From Bakari Sellers to Derecka Purnell to Van Jones to Trevor Noah Liberals have had a recent opportunity to hear (again) from black intellectuals and notables in media outlets they are familiar with. And these men and women are not saying anything past generations haven’t told white Liberals. The question is: why haven’t we been listening?
Van Jones took aim at Liberal hypocrisy: “It’s not the racist white person who is in the Ku Klux Klan that we have to worry about. It’s the white, liberal Hillary Clinton supporter walking her dog in Central Park who would tell you right now, ‘Oh I don’t see race, race is no big deal to me, I see all people the same, I give to charities,’ but the minute she sees a black man who she does not respect, or who she has a slight thought against, she weaponized race like she had been trained by the Aryan Nation.”

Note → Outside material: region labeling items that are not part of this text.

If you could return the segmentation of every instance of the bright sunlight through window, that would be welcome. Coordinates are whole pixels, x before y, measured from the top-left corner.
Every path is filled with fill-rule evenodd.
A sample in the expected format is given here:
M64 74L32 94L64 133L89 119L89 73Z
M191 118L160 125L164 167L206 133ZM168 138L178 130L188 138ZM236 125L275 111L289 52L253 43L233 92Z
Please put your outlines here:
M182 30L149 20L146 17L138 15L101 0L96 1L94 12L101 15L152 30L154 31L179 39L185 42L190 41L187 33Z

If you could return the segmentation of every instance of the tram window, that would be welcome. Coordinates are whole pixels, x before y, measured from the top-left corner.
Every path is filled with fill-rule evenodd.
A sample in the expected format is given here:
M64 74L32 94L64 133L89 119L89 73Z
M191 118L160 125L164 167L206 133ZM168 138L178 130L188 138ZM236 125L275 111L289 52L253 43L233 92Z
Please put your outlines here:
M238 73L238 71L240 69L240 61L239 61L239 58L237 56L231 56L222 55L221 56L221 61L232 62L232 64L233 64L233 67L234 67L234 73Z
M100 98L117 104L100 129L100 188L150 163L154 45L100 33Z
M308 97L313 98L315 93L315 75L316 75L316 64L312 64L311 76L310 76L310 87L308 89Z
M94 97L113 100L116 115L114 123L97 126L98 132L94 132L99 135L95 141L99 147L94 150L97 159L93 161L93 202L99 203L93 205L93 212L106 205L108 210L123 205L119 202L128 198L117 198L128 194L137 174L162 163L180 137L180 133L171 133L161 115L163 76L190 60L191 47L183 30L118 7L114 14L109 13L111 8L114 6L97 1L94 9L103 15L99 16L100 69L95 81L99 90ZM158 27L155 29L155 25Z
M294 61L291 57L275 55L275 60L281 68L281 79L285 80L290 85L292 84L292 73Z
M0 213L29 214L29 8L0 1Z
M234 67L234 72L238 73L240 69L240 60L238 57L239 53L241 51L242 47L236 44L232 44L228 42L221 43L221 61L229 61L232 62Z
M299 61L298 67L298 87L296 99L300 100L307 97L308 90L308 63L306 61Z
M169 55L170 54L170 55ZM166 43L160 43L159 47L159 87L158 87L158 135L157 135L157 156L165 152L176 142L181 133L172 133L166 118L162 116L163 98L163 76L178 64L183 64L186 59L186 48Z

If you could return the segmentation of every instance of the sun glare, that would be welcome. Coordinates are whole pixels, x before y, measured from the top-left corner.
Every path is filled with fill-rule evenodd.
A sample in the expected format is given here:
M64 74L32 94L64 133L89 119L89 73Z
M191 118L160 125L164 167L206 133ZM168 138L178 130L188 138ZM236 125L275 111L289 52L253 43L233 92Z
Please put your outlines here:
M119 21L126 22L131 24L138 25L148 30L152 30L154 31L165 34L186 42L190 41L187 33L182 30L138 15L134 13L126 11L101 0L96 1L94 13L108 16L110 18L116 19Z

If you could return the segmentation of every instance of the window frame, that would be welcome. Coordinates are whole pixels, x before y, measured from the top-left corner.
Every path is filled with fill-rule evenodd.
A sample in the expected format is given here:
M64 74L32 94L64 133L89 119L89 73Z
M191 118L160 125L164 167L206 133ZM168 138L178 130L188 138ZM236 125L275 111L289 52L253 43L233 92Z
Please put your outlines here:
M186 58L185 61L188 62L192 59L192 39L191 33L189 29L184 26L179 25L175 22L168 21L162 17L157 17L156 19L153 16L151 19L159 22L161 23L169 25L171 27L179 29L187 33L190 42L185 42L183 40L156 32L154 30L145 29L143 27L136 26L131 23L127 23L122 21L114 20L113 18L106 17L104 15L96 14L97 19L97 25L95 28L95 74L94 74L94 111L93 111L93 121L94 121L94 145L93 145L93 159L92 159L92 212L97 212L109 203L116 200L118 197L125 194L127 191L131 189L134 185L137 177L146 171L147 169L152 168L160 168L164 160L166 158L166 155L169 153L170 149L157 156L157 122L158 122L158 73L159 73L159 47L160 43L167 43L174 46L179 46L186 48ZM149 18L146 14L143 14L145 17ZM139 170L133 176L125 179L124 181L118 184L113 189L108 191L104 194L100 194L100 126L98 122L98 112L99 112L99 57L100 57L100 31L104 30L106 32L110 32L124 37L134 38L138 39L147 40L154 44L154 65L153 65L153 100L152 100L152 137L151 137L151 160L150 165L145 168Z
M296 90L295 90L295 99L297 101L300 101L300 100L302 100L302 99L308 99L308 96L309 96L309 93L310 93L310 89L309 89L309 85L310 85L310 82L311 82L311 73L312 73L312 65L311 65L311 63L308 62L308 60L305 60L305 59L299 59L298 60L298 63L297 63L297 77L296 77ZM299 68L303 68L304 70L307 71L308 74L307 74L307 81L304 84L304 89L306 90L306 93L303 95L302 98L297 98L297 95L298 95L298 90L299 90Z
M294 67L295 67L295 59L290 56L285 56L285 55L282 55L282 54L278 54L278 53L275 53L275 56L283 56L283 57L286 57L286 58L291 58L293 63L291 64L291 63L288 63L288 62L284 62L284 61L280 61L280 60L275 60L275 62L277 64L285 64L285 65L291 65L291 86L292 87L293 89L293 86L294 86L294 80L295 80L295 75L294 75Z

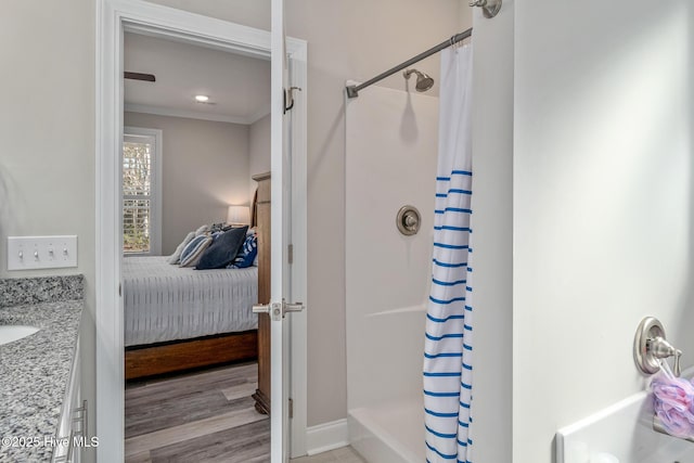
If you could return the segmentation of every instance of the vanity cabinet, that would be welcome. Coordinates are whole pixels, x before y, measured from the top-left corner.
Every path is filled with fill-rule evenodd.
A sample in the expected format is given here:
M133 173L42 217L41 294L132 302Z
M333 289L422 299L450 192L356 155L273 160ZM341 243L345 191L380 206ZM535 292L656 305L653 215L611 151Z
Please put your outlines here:
M61 419L55 433L57 445L53 448L54 463L79 463L81 451L90 442L87 440L87 400L80 391L81 372L79 338L70 366L69 383L61 409ZM82 445L79 445L79 443Z

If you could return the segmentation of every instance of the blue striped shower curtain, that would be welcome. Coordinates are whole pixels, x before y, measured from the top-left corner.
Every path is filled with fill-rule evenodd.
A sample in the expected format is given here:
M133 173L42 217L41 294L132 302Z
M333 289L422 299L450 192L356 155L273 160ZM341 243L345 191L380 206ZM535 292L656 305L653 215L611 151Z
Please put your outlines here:
M472 46L441 53L432 290L424 347L427 462L472 462Z

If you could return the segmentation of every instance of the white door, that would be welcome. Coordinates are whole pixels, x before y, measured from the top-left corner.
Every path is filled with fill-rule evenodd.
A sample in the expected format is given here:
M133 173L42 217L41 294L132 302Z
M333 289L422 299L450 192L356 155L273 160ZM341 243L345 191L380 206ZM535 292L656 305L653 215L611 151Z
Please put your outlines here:
M290 143L291 100L288 60L284 33L284 0L272 0L271 36L271 459L272 463L288 461L288 312L303 310L292 294L292 179L293 159ZM291 317L291 316L290 316ZM279 387L281 385L281 387Z

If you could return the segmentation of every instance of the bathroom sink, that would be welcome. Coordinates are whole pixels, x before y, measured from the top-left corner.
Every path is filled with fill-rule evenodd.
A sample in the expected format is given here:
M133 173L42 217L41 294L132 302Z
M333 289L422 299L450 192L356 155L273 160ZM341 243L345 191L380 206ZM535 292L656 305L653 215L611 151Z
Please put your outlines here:
M22 339L37 331L39 331L39 329L36 326L0 325L0 346L12 343L13 340Z

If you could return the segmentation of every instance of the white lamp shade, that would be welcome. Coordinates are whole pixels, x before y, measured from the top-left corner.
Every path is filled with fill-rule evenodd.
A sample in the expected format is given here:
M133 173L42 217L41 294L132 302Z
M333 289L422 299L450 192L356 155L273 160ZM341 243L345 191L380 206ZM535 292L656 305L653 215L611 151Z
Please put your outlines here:
M248 206L229 206L229 211L227 213L227 223L250 223L250 208Z

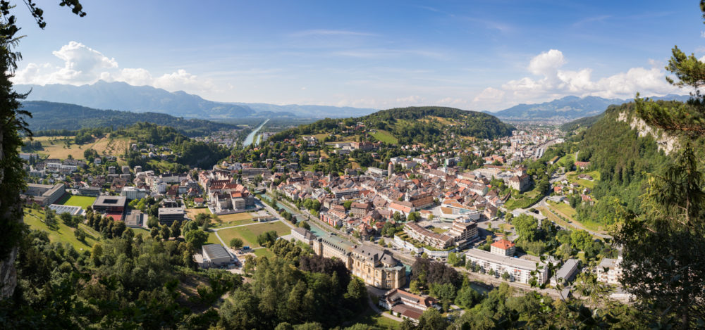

I guess some of us are just a special sort of stupid. If Trump was promising “shooting” for “looting,” New York City major Bill DeBlasio was shooting himself in the foot. After NYPD police officers actually ran over demonstrators with patrol cars, the mayor defended their actions, attributing unrest in the city to “out-of-towners” — apparently the Northern version of “outside agitators.”
Liberals just don’t know (without running a focus group or consulting pollsters) whose side they’re on.
An article in the Root ridiculed the White need to “contextualize the anger, frustration and desperation that forced protesters to recreate the lawlessness and chaos that black people experience on a daily basis.” “Alright,” it began. “August 1619…”
It is not a single person, a particular president, or a specific “leader” who is the cancer destroying the United States. It is not bad leadership but Capitalism and White Supremacy that are killing people, impoverishing families, oppressing people.
If Liberals think that replacing one old white hair-plugged, dental-veneered geezer with another is the only remedy for what ails us, I have some hydroquinone I’d like to sell you.
The issue is not leadership, but the system that the leader leads.